Véritable enjeu majeur de santé publique, la douleur chronique demeure une "expérience subjective, décrite par trois composantes majeures : sensori-discriminative, affectivoémotionnelle et cognitivo-comportementale" et sans "proportionnalité entre la sévérité de la lésion somatique causale et l'intensité de la douleur chronique corollaire", explique Élisabeth Mosser, algologue au CH de Saint-Nazaire et corédactrice du cahier des charges de Résalgo. En France, elle représente la première cause de consultation en médecine générale et dans les services d'urgence. Selon l'étude Stopnep (Study of the Prevalence of Neuropathic Pain), reprise par la HAS, la prévalence des douleurs chroniques modérées à sévères chez les adultes de plus de 18 ans est estimée à 19,9 %, soit environ 12 millions de personnes. Et les coûts directs et indirects sont humains (45 % des patients douloureux sont concernés par des arrêts de travail dont la moyenne cumulée dépasse quatre mois par an, selon l'étude Econep(1)), sociétaux (des hospitalisations ayant un coût moyen annuel compris entre 7 000 et 14 500 euros(1)) et financiers (les coûts de santé pour la migraine sont estimés à 1 milliard d'euros par an pour une prévalence de 17 % de la population, les céphalées chroniques à 2 milliards d'euros et la lombalgie et la fibromyalgie à 6 000 euros par an et par personne).

Cependant, il n'existe que peu de référentiels de coûts standardisés du patient douloureux chronique, et seules des "données parcellaires et segmentées pour certains cadres nosologiques sont disponibles", précise le cahier des charges de Résalgo. Ainsi, "70 % de ces patients ne [recevraient] pas un traitement approprié, moins de 3 % [bénéficieraient] d'une prise en charge par une structure douleur chronique (SDC), et l'organisation des soins reste encore fragmentée, avec des délais d'accès prolongés aux SDC, une coordination insuffisante entre les acteurs de ville et de l'hôpital et un accès inégal aux approches pluriprofessionnelles". De plus, les orientations vers les structures spécialisées sont tardives et les patients accèdent aux structures après plusieurs années d'évolution (en moyenne cinq ans, selon la HAS) et lorsqu'ils sont adressés en SDC, les délais d'attente pour une première consultation sont estimés à huit mois ou plus.

 

L'algologie et les structures douleur chronique

Les SDC regroupent les services spécialisés en algologie : les centres d'évaluation et de traitement de la douleur (CETD) – souvent dans des CHU, avec des missions d'enseignement et de recherche – et des consultations douleur, de plus petite taille, explique Élisabeth Mosser.

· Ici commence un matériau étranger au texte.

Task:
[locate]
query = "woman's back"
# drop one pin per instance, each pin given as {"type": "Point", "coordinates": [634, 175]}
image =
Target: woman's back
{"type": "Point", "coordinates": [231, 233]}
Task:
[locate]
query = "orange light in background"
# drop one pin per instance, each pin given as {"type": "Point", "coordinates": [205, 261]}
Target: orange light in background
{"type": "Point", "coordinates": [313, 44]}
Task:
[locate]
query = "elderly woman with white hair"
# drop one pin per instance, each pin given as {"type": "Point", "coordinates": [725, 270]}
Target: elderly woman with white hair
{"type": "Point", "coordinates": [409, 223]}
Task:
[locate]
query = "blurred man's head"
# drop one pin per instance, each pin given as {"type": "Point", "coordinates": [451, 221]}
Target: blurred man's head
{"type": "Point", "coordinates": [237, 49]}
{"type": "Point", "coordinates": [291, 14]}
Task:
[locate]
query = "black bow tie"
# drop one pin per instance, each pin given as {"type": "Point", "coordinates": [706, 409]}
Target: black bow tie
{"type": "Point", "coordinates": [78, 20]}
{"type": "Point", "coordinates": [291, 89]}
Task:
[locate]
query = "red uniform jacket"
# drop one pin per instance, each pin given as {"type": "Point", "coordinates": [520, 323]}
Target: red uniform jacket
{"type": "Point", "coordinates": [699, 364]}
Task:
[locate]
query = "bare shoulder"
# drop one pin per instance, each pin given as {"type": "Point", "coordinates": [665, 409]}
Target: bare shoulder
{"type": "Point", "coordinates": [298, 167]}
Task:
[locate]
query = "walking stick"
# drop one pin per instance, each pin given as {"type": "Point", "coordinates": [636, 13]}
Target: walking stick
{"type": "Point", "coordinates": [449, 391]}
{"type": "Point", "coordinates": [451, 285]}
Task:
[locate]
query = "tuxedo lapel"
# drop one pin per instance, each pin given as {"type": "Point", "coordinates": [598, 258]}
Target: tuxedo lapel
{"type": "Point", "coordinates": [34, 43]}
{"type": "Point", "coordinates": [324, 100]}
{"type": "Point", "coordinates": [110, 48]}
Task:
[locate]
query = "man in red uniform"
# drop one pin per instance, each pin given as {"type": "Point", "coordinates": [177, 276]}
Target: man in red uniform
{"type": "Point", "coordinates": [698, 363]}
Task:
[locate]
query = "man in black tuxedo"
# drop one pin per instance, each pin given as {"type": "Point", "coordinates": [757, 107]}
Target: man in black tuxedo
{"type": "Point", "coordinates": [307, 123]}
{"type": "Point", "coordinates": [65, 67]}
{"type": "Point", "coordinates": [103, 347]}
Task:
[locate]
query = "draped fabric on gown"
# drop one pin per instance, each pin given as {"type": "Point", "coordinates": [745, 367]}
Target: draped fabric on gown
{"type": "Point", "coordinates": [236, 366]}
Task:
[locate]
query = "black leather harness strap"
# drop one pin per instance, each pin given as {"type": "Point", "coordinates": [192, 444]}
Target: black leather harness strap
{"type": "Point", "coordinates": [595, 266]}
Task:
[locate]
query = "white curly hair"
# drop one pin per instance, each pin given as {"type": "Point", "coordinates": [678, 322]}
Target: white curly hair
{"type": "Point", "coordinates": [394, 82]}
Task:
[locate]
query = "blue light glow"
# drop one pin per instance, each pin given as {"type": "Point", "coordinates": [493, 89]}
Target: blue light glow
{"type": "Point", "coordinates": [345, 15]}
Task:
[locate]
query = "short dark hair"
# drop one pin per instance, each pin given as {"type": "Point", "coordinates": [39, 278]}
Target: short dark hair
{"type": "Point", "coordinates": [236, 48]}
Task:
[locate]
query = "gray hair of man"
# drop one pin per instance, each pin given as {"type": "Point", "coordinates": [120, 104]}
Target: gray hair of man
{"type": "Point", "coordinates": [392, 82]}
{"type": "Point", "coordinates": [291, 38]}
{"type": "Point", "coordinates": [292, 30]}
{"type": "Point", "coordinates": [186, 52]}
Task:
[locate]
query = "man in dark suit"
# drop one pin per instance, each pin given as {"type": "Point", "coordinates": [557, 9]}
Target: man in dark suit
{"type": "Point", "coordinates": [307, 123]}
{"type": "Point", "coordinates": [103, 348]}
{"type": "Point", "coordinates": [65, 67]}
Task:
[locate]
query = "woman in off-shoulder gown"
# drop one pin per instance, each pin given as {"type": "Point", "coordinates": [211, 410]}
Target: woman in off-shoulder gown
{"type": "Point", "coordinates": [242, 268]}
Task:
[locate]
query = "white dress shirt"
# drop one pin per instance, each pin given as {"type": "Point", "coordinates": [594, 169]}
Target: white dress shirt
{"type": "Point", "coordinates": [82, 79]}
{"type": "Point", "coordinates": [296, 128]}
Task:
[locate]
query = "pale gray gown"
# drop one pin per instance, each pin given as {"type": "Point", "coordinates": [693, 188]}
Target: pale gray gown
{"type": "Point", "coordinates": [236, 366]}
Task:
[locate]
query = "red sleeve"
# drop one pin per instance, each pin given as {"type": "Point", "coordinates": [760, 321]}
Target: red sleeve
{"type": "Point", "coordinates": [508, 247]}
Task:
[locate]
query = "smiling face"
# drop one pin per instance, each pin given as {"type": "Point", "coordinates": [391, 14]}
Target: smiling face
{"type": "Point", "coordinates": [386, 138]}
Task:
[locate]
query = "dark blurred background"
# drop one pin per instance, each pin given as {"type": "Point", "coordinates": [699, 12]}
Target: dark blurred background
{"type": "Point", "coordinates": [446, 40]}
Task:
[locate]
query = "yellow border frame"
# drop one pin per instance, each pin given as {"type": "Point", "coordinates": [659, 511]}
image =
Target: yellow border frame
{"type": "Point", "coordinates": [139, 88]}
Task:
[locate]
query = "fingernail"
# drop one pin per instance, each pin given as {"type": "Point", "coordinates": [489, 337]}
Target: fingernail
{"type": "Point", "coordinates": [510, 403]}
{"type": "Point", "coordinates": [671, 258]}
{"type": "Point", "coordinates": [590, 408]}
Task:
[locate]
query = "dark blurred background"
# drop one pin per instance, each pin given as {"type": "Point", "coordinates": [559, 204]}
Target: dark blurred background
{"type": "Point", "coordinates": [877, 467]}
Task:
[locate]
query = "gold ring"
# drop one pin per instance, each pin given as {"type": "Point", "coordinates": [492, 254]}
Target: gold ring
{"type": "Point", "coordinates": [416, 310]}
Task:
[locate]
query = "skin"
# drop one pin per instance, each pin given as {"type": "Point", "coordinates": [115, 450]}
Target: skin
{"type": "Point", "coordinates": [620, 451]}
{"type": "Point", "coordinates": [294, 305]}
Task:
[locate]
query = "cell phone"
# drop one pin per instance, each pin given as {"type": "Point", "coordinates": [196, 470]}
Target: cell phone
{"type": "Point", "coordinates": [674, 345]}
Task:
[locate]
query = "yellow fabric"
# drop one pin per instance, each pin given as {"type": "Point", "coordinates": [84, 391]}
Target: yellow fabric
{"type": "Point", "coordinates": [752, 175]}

De plus, "elles ne sont pas là pour tous les patients atteints de douleurs chroniques – une part importante de la population – mais pour ceux ayant un syndrome douloureux chronique, des facteurs de complexité avec des répercussions sur les différents champs de la vie du patient et/ou la mise en difficulté du médecin traitant...". Elle doit être composée, a minima, de "trois corps de métier : médecin, infirmière, psychologue" mais il peut aussi y avoir des kinés, des assistantes sociales, des ergo- thérapeutes..., "mais c'est un luxe", plaisante l'algologue. Cette "équipe de base d'une SDC" démontre l'approche pluriprofessionnelle et pluridisciplinaire de l'algologie. "Quand on a des situations de douleurs complexes, on a besoin de s'y mettre en équipe pour que la prise en charge se construise en partenariat", insiste Élisabeth Mosser.

Pour traiter le "circuit de la douleur", il faut procéder à "une prise en charge algologique", poursuit-elle. "Dans ces situations, on a le temps de réaliser des consultations longues et d'aller creuser la situation médicale, psychologique, socioprofessionnelle, physique, fonctionnelle... En clair, tous les facteurs qui participent à la chronicisation de la douleur." De ce fait, l'algologue travaille "en pluriprofessionnel" et la prise en charge est "toujours multimodale", avec un objectif de "faire adhérer le patient avec de l'éducation thérapeutique", poursuit Élisabeth Mosser : "Nous ne sommes pas sur une approche descendante du patient, mais nous le positionnons comme acteur de sa prise en soins."